Unser Auto mag ja heruntergekommen sein, aber immerhin funktioniert die Stereoanlage sehr gut. Meine Brüder und ich sind musikbegeistert. Ich mag Switchfoot, 12 Stones und moderne geistliche Musik. Meine Mutter mag sie ebenfalls. An jenem Morgen entschieden wir uns für eine CD von der David Crowder Band. Ich drehte sie auf, als das Lied „O Praise Him“ anfing. Mama ermahnte mich: „Nicht so laut! Wir wollen doch nicht die ganze Nachbarschaft wecken.“
Wir platschten auf der langsamen Fahrt durch ein paar Pfützen, vorbei an Princeville, unserer Stadt an der Nordküste. Alles war ruhig und pechschwarz, als wir die windige Straße von den Steilufern zu den Surf-Spots in und um Hanalei Bay entlangfuhren.

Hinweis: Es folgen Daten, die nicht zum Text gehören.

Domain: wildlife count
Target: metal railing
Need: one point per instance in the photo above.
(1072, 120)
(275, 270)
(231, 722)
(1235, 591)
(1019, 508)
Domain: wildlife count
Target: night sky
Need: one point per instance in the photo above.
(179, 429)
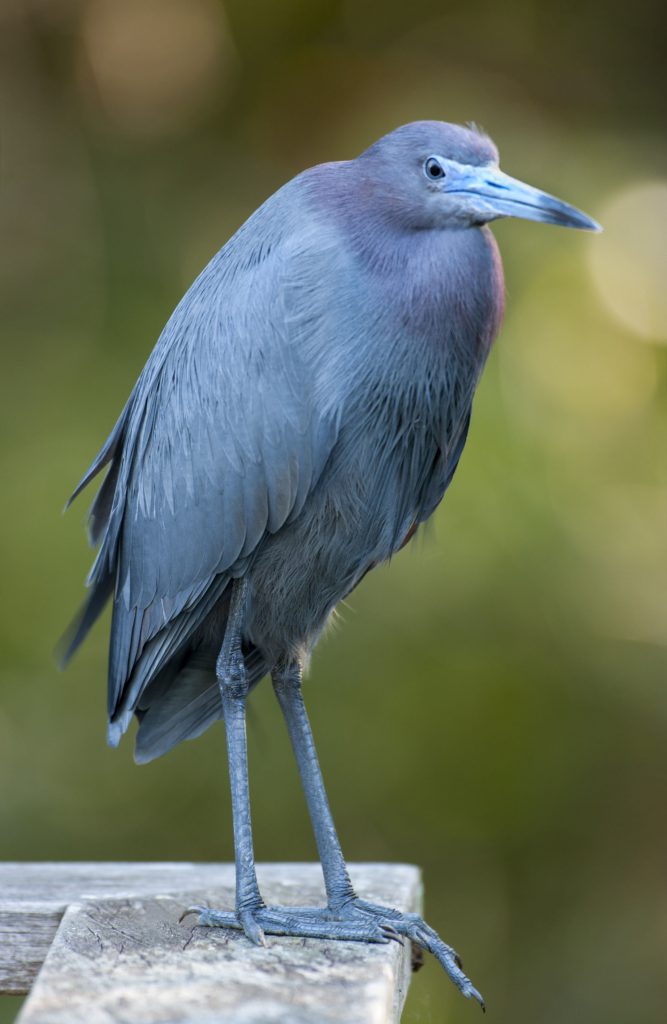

Wir ratterten über die einspurige Stahlbrücke, den offiziellen Beginn des North Shore. Diese Brücke ist zu schmal und zu niedrig für große Lastwagen, sodass in diesem Teil der Insel nur Pkw unterwegs sind. Manchmal ist die Brücke wegen starker Regenfälle gesperrt. Die Menschen auf der anderen Seite sind dann von der Außenwelt abgeschnitten. Ich persönlich glaube, dass es den Kindern dort nichts ausmacht: Sie verpassen eben die Schule!
In der Dunkelheit kamen wir an sehr vielen Surf-Spots vorbei: Bay, Bowl, Pavilions, Pine Trees, Middles, Chicken Wings, Wai Koko. Wir steuerten auf das hinterste Ende der Straße namens Pauaeaka zu. Es war zwar noch dunkel, aber bei geöffneten Fenstern konnten wir die Schönheit Hawaiis riechen: duftende Blüten, nasser Boden, Gras und salzige Luft. Ich atmete tief ein und schloss die Augen, damit ich es mir im Geiste ausmalen konnte.
Hawaii kann einen mit allen Sinnen betören. Hier ist es wahrlich zauberhaft und ich möchte an keinem anderen Ort der Welt leben. Ich schaute hinüber zu meiner Mutter, die auch vor sich hinlächelte – ihr ging es genauso wie mir.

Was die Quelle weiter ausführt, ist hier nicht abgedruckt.